Page 1 of 2

[RESOLVED] Demuxing Matroska sources is slower

Posted: Sun Dec 27, 2020 1:35 pm
by Boulder
I've recently started using DGIndexNV to demux with every source type I run into since it's much more convenient to index and demux in one go. I noticed that demuxing Matroska files is quite slow, and did a quick test to see how it looks.

I have a 36,5 GB file which I first indexed and demuxed the first audio track + chapters at the same time. The process took ~32 minutes.
I then only indexed it, which took ~6 minutes. I then demuxed the same tracks with mkvextract, which took ~10 minutes. Based on this, demuxing while indexing seems to take about twice as long.

Is this something that could be avoided or is it just some OS related thing which cannot be avoided?

Re: Demuxing Matroska sources is slower

Posted: Sun Dec 27, 2020 2:13 pm
by Rocky
It's probably fixable. I'll look into it.

Re: Demuxing Matroska sources is slower

Posted: Mon Dec 28, 2020 8:05 am
by Rocky
32 minutes seems way too long. I did a test on a 1GB MKV with latest DGIndexNV and it took less than 5 seconds.

Are you running on hard disks or SSDs? Is your destination and source disk the same?

Please give me a list of the audio types being demuxed.
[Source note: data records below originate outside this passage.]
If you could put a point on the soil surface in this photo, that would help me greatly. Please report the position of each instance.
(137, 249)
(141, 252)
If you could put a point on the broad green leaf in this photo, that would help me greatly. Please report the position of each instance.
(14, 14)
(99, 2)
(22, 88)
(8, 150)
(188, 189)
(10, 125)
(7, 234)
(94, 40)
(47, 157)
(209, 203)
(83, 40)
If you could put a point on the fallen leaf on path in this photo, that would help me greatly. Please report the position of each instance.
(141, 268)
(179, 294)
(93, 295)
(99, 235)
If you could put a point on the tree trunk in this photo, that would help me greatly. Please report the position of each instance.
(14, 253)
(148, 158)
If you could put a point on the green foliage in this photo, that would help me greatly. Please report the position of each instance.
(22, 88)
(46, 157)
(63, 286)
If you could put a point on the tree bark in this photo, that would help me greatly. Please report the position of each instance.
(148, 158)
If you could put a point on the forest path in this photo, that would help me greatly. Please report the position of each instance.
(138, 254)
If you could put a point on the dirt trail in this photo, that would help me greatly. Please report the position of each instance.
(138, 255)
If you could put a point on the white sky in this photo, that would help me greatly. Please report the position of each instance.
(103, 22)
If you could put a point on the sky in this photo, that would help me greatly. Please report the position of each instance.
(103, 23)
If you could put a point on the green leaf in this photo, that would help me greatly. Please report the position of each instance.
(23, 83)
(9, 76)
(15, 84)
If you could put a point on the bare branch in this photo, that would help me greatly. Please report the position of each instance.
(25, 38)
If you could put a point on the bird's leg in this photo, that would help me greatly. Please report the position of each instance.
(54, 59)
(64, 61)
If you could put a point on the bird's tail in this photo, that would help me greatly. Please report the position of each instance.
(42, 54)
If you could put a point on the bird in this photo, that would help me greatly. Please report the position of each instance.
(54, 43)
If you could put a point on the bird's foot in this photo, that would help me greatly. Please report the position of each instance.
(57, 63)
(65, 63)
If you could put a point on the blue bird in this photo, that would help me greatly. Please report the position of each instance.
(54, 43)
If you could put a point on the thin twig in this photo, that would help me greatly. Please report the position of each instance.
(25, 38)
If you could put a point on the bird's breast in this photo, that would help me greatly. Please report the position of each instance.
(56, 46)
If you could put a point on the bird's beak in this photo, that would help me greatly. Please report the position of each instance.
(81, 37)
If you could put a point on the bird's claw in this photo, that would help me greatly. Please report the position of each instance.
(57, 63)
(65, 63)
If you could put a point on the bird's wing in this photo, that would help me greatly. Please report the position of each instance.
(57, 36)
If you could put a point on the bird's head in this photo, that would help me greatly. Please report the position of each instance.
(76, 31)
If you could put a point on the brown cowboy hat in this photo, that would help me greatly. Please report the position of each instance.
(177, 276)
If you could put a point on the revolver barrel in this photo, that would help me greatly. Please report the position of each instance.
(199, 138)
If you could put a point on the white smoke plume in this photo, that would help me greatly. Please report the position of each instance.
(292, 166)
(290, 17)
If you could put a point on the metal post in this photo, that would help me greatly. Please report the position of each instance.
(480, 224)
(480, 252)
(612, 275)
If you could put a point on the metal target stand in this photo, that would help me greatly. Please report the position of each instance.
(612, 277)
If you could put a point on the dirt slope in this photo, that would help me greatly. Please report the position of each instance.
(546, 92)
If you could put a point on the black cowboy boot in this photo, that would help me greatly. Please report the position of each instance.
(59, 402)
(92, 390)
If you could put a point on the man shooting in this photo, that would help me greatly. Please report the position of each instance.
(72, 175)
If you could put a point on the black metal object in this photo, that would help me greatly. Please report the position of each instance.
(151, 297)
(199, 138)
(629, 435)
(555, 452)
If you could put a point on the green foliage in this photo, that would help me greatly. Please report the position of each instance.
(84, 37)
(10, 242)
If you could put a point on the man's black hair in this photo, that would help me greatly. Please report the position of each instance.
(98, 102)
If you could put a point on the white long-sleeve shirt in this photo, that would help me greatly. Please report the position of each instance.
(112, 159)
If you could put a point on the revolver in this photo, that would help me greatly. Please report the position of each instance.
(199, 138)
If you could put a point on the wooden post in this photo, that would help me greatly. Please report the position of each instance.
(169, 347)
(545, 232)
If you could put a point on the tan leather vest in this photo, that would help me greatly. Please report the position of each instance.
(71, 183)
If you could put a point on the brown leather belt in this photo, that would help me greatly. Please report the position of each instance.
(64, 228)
Please tell me how this 36GB MKV came to be. I will try making one with MakeMKV and try that.

Re: Demuxing Matroska sources is slower

Posted: Mon Dec 28, 2020 10:55 am
by Rocky
I just did an 85GB MKV in 9:22. The only thing I can think of is that you have a PCM track that is using _write() currently instead of fwrite(). If so, can you try demuxing without the PCM track?

EDIT: I just demuxed a 19GB MKV with two PCM tracks in 41 seconds.

I'll wait for answers to my questions before doing anything else.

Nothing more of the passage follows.